El Departamento de Trabajo de Estados Unidos presentó una propuesta para derogar una norma de 2024 que redefinió cómo se clasifican los contratistas independientes, una medida que ha generado atención significativa entre grupos empresariales e industrias que dependen en gran medida del trabajo temporal. La norma, implementada durante la administración de Biden, exigía que las empresas trataran a los trabajadores como empleados bajo la ley salarial federal cuando estuvieran ‘económicamente dependientes’ de la empresa para realizar su labor. La administración de Trump argumenta que la norma tiene fallas legales y ha limitado la flexibilidad que conlleva el contrato independiente.

Impacto en industrias clave

La derogación de esta norma sería un beneficio para una variedad de industrias, incluyendo el transporte por camión, la salud, la venta al por menor y servicios de transporte y entrega basados en aplicaciones como Uber e Instacart. Estas industrias dependen en gran medida de contratistas independientes y han enfrentado múltiples demandas por la mala clasificación de trabajadores para reducir costos laborales. Los empleados suelen costar a las empresas hasta un 30% más que los contratistas independientes, según varias encuestas, debido a beneficios como el salario mínimo, el pago de horas extras y la seguros de desempleo.

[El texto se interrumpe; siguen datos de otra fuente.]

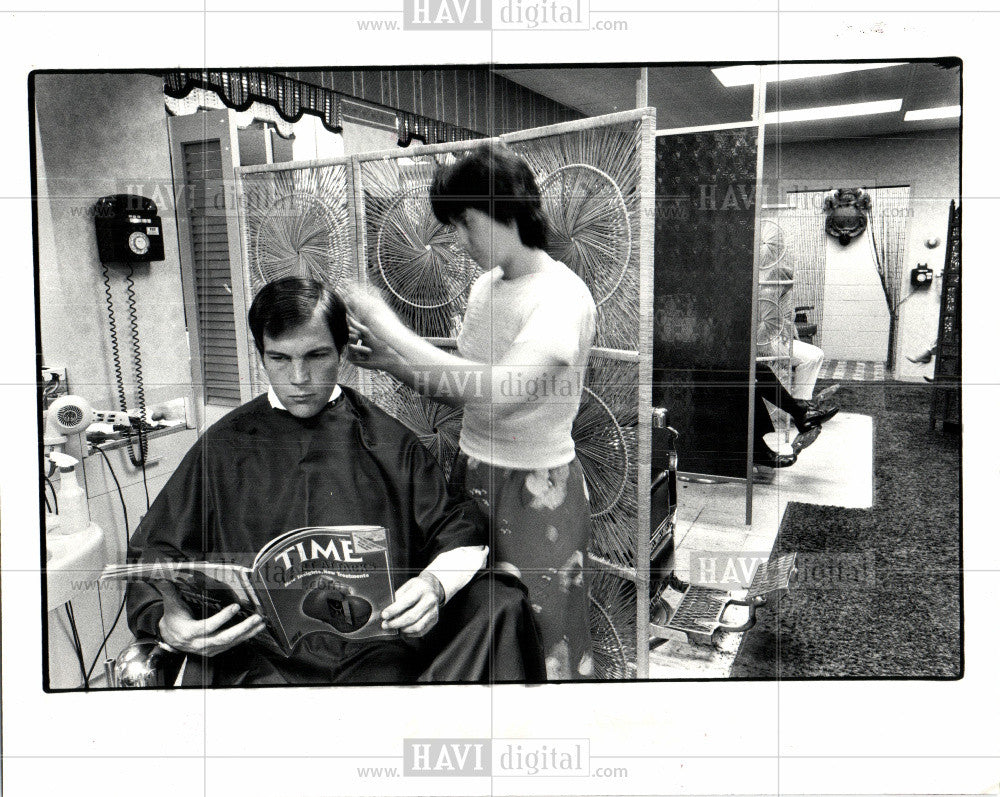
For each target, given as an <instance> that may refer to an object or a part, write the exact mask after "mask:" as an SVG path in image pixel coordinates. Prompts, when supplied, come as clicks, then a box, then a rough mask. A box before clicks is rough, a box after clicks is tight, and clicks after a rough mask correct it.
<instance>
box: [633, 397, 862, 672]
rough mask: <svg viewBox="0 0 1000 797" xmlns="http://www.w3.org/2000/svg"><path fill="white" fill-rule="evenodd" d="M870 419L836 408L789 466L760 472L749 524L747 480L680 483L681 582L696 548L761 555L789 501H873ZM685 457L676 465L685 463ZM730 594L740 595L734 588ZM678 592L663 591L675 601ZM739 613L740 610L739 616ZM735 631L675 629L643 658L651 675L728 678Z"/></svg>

Según el Departamento de Trabajo, la nueva propuesta reemplazaría la norma de 2024 con un estándar que se centra en el nivel de control que las empresas tienen sobre los trabajadores, una posición apoyada por grupos empresariales. Este cambio en la política podría reducir significativamente la carga financiera sobre las empresas que dependen del trabajo temporal.

Contexto legal y político

La clasificación de los trabajadores como empleados o contratistas independientes ha sido un tema controvertido durante la última década. La norma de 2024 reemplazó una regulación adoptada durante el primer mandato de Trump, que establecía que los trabajadores que poseen sus propios negocios o tienen la capacidad de trabajar para empresas competidoras, como un conductor que trabaja tanto para Uber como para Lyft, pueden ser tratados como contratistas. La propuesta anunciada el jueves reviviría en gran medida ese estándar.

La propuesta se publicará formalmente el viernes, iniciando un período de 60 días para recibir comentarios públicos. La norma de Biden había sido esperada para desencadenar una avalancha de nuevas demandas que acusaran a las empresas de haber mal clasificado a los trabajadores como contratistas independientes. Sin embargo, esa litigación nunca se materializó, probablemente debido al tiempo limitado que la norma estuvo vigente antes de que el Departamento de Trabajo indicara su intención de derogarla.

La norma fue cuestionada en al menos cinco demandas por trabajadores freelance, empleadores y grupos empresariales. Esos casos han sido desestimados o suspendidos hasta que el departamento complete nuevas regulaciones. Un juez designado por Trump en Nuevo México respaldó la norma el año pasado, rechazando las alegaciones de una empresa de transporte que afirmaba que el Departamento de Trabajo había excedido sus poderes y tratado de reescribir la ley federal. El recurso de la empresa ha sido suspendido y probablemente se desestimará una vez que se derogue la norma.

¿Qué sigue en la clasificación de trabajadores?

Con la propuesta formal en marcha, el siguiente paso implica un período de comentarios públicos que permitirá a los interesados expresar sus opiniones. Este proceso será crucial para definir la norma final, que podría tener implicaciones a largo plazo sobre cómo se clasifican los trabajadores en diversas industrias. La derogación de la norma de 2024 podría establecer un precedente para futuras decisiones políticas, especialmente en cuanto al equilibrio entre las protecciones laborales y la flexibilidad empresarial.

Expertos sugieren que el nuevo estándar podría llevar a un enfoque más uniforme en la clasificación de trabajadores, pero también plantea preocupaciones sobre la posible erosión de las protecciones laborales. Según un estudio reciente, casi el 40% de los trabajadores en Estados Unidos se clasifican como contratistas independientes, y el cambio en la política podría afectar a millones de personas.

El Departamento de Trabajo ha subrayado que la derogación es necesaria para garantizar que la clasificación de los trabajadores se alinee con las leyes federales existentes y no imponga cargas innecesarias a las empresas. Sin embargo, defensores del trabajo argumentan que el nuevo estándar podría dejar a muchos trabajadores sin las protecciones a las que tienen derecho según la ley.